Keywords: Simple Siamese (SimSiam), self-supervised learning, emotion classification, sentiment classification, depression detection
TL;DR: The importance of combining local and global embeddings, extracted using self-supervised learning models, for speech-based downstream tasks
Abstract: Self supervised learning involves learning general-purpose representations that can be useful in a variety of downstream tasks. In this work, we study the application of speech-embeddings derived from popular self-supervised learning frameworks such as wav2vec-2.0 and HuBERT over four different speech-classification tasks such as sentiment classification, command detection, emotion classification and depression detection. We distinguish between and discuss self-supervised training tasks that induce localized and global features of speech based on their temporal granularity: noting that self-supervised representation learning frameworks based on the masked language-modeling objective -- such as wav2vec-2.0 and HuBERT -- induce localized embeddings, we define a self-supervised learning framework based on SimSiam for learning global features of speech.
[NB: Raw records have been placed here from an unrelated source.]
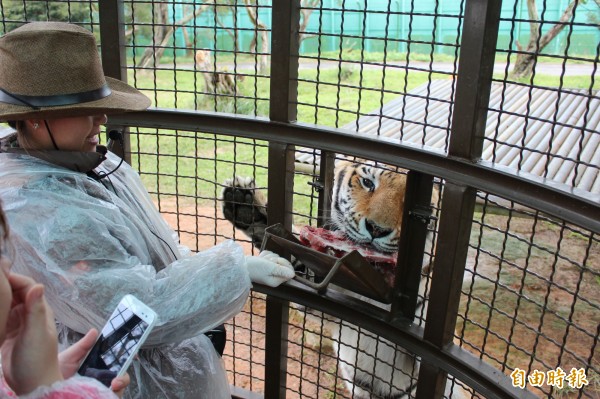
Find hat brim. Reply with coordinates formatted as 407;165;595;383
0;77;151;121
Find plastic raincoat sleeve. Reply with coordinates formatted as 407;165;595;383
0;154;251;347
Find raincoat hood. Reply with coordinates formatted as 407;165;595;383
0;152;251;399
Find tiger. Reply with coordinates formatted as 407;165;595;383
222;160;462;399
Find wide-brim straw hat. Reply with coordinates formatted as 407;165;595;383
0;22;150;121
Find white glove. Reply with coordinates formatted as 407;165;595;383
246;251;296;287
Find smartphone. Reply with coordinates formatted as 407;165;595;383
78;295;158;387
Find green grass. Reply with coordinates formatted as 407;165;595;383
129;63;590;209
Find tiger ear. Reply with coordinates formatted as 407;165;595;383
334;158;354;172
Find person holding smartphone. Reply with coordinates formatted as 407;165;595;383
0;206;129;399
0;22;294;399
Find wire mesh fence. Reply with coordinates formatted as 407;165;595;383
1;0;600;398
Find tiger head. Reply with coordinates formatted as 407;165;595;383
331;161;406;253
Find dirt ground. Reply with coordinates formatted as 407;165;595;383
161;202;600;398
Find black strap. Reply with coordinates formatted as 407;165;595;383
0;84;112;109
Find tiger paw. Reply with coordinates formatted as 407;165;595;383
221;176;267;246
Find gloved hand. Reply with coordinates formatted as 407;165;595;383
246;251;295;287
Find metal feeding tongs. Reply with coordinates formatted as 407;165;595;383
261;224;392;303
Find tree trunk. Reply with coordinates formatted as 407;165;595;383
138;2;214;68
510;0;580;79
244;0;269;72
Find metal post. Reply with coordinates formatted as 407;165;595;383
98;0;131;164
417;0;502;399
265;0;300;399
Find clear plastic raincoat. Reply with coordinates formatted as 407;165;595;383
0;153;251;399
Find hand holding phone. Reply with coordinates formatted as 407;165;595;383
78;295;158;387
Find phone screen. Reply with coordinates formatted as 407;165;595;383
79;303;149;386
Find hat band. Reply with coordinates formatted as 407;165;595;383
0;84;112;109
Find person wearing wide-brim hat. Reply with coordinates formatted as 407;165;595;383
0;22;294;399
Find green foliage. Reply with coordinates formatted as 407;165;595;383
2;1;96;32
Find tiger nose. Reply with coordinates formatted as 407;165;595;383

Through our evaluations, we find that these global representations are better suited for tasks such as depression detection and emotion classification while the localized embeddings of speech can be very useful in tasks such as speech-command detection; we also find that our proposed model outperforms TRILL -- a popular model for learning global representations. Finally, we also propose and confirm empirically that combining the global and localized representations of speech helps obtain better performance across a range of downstream tasks than each of the individual embedding methods.